5.      Sasaran yang berhubungan dengan golongan masyarakat dilihat dari segi okupasional (profesi atau pekerjaan) berupa golonga petani, pedagang, seniman, buruh, pegawai negri (administrator).
6.      Sasaran yang menyangkut golongan masyarakat dilihat dari segi tingkat hidup sosial-ekonomis berupa golongan orang kaya, menengah, dan miskin.
7.      Sasaran yang menyangkut kelompok masyarakat dilihat dari jenis kelamin (sex) berupa golongan pria, wanita, dan sebagainya.
8.      Sasaran yang berhubungan dengan golongan dilihat dari segi khusus berupa golongan masyarakat tunasusila, tunasuwisma, tunakarya, narapidana, dan sebagainya.
Masyarakat dalam perkembangannya sangat dipengaruhi olehberbagai hal di antara nya adalah:
a.      Pengaruh Budaya
Kebudayaan disebut culture dalam bahasa belanda, culture dalam bahasa Inggris dan tsaqafat dalam bahasa arab. Budaya (culture) berasal dari bahasa latin “colere” yang artinya mengolah, mengerjakan, menyuburkan, dan mengembangkan. Dari arti bahasa ini berkembang lah arti culture sebagai: “Segala daya dan aktivitas manusia untuk mengolah dan mengubah alam”. Dalam bahasa Indonesia kebudayaan berasal dari bahasa sansekerta “budhayah” yakni bentuk jamak dari budhi yang berarti budi tau akal.
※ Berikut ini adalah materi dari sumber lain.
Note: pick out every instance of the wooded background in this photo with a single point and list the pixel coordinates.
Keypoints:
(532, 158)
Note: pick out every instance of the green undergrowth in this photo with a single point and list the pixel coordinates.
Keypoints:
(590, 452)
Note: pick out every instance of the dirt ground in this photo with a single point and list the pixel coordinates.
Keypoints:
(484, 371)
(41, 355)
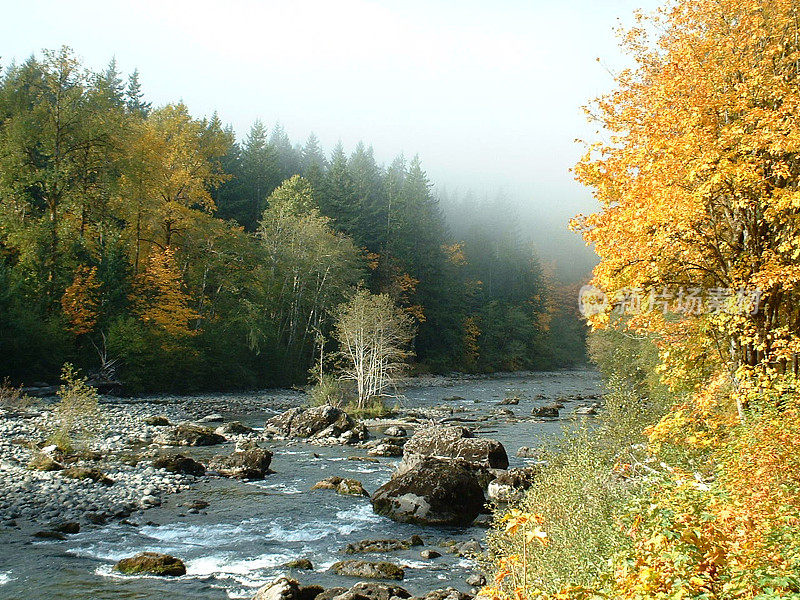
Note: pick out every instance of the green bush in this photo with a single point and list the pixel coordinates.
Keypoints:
(591, 476)
(327, 391)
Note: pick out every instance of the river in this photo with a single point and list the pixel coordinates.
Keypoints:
(251, 529)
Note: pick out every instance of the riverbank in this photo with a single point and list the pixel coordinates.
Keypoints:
(235, 535)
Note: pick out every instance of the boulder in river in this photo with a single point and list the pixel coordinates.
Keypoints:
(453, 442)
(387, 447)
(233, 428)
(44, 462)
(509, 485)
(318, 422)
(433, 492)
(345, 487)
(368, 569)
(300, 563)
(189, 434)
(249, 462)
(547, 412)
(281, 588)
(382, 545)
(395, 431)
(151, 563)
(446, 594)
(178, 463)
(373, 590)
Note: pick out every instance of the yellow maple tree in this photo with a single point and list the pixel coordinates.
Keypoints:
(698, 177)
(160, 297)
(80, 303)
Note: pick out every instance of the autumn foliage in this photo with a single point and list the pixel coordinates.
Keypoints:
(699, 186)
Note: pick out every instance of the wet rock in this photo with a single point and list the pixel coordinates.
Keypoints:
(251, 462)
(446, 442)
(528, 452)
(329, 483)
(83, 473)
(310, 592)
(468, 549)
(346, 487)
(386, 448)
(189, 434)
(373, 590)
(433, 492)
(547, 412)
(331, 593)
(151, 563)
(281, 588)
(70, 527)
(368, 569)
(178, 463)
(364, 459)
(300, 563)
(446, 594)
(50, 535)
(382, 545)
(318, 422)
(44, 462)
(212, 418)
(511, 484)
(233, 428)
(351, 487)
(395, 431)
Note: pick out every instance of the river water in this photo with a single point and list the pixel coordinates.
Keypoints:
(251, 529)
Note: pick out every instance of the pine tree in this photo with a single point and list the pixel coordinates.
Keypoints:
(135, 96)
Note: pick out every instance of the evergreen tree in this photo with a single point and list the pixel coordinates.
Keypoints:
(135, 97)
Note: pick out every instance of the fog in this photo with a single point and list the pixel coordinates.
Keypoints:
(488, 94)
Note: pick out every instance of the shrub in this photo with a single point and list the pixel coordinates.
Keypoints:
(12, 398)
(561, 534)
(327, 391)
(77, 413)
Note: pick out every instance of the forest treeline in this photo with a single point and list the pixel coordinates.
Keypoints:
(146, 244)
Jadi, kebudayaan adalah hasil budi atau akal manusia untuk kesempurnaan hidup.
Kebudayaan suatu masyarakat dapat dipengaruhi oleh beberapa faktor antara lain:
1.      Faktor geografis
Letak geografis artinya tempat tempat tinggal suatu masyarakat. Tempat tinggal suatu masyarakat secara geogarafis ini, dapat dibagi kedalam beberapa tempat seperti pedesaan, pengunungan, perkotaan, suku terasing (pedalaman), dan sebagainya. Selain tempat tinggal suatu masyarakat, alam dan iklim pun sangat berpengaruh pada masyrakat tersebut. Sebuah contoh, masyarakat yang berada di daerah iklim dingin (seperti daerah kutub) pada umumnya menggunakan jenis pakaian yabg berpkaian tebal. Tetapi sebaliknya, mereka yang hidup di daerah panas (tropis) kebanyakan menggunakan yang serba tipis. Dengan demikian memiliki pakaian, membuat kain (peradabanya) selalu dipengaruhi oleh tempat tinggal.
2.      Faktor keturunan
Masyarakat adalah keturunan dua manusia yaitu adam dan hawa. Namun, setelah sekian ribu tahun dari keturunan dua insan tersebut berkembang menjadi miliaran manusia di muka bumi.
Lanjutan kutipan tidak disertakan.